Wieder steht ein EU-Mitglied aus dem Osten Europas am Pranger der Europäischen Kommission. So wie vor einigen Monaten die Politik Viktor Orbans in Ungarn getadelt wurde, kritisiert EU-Kommissionspräsident José Manuel Barroso nun mit erstaunlich deutlichen Worten die Regierung Victor Pontas in Rumänien. Die Rechtstaatlichkeit und die Unabhängigkeit der Justiz in Rumänien seien in Gefahr, sagte Barroso bei der Präsentation des sogenannten Fortschrittsberichts zur Lage in dem südosteuropäischen Land. "Die Ereignisse in Rumänien haben unser Vertrauen erschüttert", so Barroso.
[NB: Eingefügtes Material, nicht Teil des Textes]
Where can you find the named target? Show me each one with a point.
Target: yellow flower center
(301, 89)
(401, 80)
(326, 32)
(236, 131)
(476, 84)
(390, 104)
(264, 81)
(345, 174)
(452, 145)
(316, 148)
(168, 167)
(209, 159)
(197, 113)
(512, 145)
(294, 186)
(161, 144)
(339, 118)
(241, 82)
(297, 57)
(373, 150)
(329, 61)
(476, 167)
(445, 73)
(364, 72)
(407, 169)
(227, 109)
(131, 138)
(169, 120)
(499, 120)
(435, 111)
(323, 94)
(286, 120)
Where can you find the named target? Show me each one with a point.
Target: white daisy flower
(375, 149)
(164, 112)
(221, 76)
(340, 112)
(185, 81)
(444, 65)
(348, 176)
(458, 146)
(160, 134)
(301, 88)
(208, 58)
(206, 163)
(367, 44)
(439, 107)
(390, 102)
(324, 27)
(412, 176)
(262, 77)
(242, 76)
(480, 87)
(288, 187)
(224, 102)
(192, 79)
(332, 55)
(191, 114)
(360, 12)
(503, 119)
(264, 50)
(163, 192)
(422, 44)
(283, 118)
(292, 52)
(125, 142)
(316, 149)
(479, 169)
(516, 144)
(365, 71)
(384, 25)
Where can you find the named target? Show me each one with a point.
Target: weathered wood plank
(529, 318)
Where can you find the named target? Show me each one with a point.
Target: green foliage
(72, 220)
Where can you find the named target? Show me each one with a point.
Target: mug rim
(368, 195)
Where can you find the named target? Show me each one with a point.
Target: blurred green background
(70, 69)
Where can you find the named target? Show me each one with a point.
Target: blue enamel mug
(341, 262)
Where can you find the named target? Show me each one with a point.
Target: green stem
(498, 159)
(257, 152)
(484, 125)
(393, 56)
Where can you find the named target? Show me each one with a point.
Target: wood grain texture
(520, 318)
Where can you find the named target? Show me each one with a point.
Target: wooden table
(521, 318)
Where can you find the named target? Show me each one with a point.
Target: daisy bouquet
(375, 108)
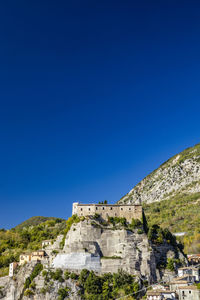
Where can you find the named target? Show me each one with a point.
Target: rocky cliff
(97, 246)
(179, 175)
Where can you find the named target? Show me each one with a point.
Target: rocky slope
(179, 175)
(98, 246)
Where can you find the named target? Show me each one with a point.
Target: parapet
(104, 210)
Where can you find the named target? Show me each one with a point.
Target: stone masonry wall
(104, 210)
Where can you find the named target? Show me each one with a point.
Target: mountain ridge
(180, 173)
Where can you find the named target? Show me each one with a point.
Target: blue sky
(94, 95)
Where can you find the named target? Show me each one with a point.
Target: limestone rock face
(180, 174)
(89, 245)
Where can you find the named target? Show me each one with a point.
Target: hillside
(33, 221)
(170, 196)
(26, 237)
(180, 174)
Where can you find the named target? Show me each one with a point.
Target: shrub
(73, 276)
(67, 275)
(28, 293)
(63, 293)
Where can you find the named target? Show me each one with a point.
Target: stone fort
(112, 210)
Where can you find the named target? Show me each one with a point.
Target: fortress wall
(127, 211)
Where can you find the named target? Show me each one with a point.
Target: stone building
(161, 295)
(24, 258)
(193, 271)
(104, 210)
(189, 293)
(38, 255)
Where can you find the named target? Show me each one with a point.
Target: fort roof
(188, 268)
(189, 287)
(117, 205)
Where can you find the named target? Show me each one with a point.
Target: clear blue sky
(94, 95)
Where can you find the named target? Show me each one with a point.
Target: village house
(112, 210)
(161, 295)
(46, 243)
(24, 258)
(193, 271)
(188, 293)
(194, 259)
(38, 255)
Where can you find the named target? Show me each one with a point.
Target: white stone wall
(77, 261)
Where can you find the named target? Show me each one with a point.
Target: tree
(83, 276)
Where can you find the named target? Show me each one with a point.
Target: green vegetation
(117, 220)
(34, 221)
(180, 213)
(91, 286)
(26, 237)
(63, 293)
(107, 286)
(29, 280)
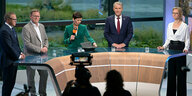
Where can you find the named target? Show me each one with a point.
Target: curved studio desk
(135, 65)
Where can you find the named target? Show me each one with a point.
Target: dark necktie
(14, 32)
(118, 25)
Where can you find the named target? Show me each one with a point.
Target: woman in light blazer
(178, 35)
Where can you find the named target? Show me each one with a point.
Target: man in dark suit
(118, 28)
(10, 52)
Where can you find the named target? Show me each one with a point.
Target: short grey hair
(118, 3)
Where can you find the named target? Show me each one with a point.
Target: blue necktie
(14, 32)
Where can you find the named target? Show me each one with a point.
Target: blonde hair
(180, 12)
(118, 3)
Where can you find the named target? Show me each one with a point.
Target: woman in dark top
(114, 85)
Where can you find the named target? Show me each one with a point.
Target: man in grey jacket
(35, 43)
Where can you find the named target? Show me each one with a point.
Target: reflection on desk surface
(63, 51)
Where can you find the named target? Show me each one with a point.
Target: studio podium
(137, 66)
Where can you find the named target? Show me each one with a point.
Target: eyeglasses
(13, 19)
(175, 13)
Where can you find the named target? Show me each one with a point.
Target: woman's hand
(94, 44)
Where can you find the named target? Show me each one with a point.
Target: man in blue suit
(10, 52)
(118, 28)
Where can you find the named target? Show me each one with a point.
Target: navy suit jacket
(9, 47)
(126, 31)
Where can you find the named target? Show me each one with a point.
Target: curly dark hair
(114, 81)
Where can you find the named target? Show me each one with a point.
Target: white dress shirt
(120, 20)
(11, 29)
(182, 34)
(38, 32)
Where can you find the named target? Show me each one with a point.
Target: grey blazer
(32, 43)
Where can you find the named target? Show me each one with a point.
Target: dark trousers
(42, 82)
(176, 83)
(9, 77)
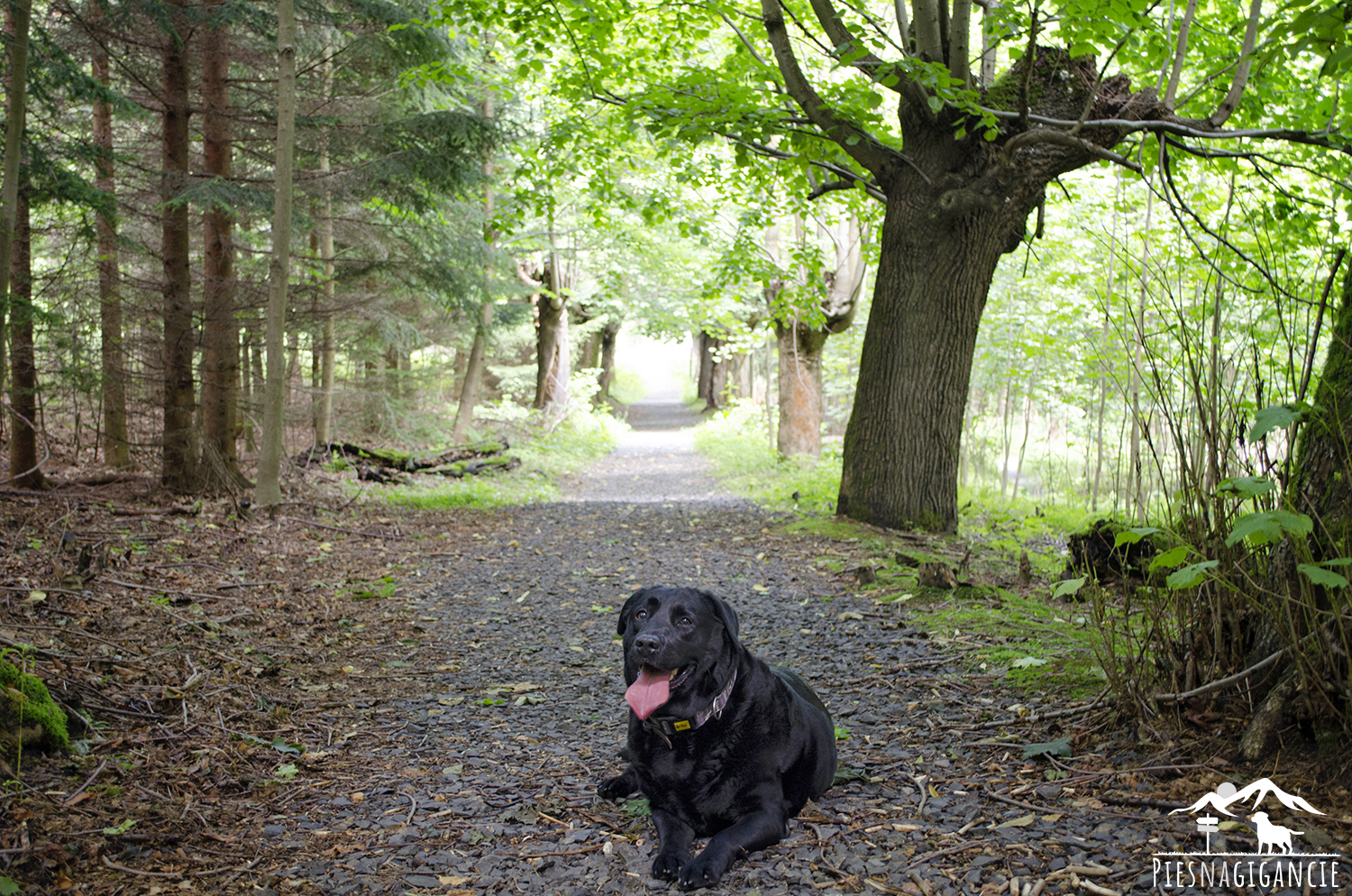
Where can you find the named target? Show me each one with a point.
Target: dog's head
(681, 647)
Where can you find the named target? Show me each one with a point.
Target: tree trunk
(713, 370)
(916, 364)
(116, 450)
(608, 337)
(478, 353)
(324, 398)
(23, 381)
(219, 334)
(473, 375)
(552, 365)
(16, 24)
(799, 389)
(178, 471)
(273, 421)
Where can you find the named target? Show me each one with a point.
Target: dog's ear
(725, 614)
(627, 609)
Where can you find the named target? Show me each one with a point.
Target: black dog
(721, 744)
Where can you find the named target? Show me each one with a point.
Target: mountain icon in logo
(1227, 795)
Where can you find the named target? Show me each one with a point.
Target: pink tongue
(649, 692)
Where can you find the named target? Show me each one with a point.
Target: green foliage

Ähnlich fällt das Urteil für Bulgarien aus. In dem Bericht zur Lage in diesem Land wird auch betont, dass die Ziele beim Ausbau eines modernen Justizwesens sowie im Kampf gegen die Korruption noch nicht erfüllt seien. Und schon spricht man europaweit von Demokratiedefiziten der ost- und südosteuropäischen Staaten.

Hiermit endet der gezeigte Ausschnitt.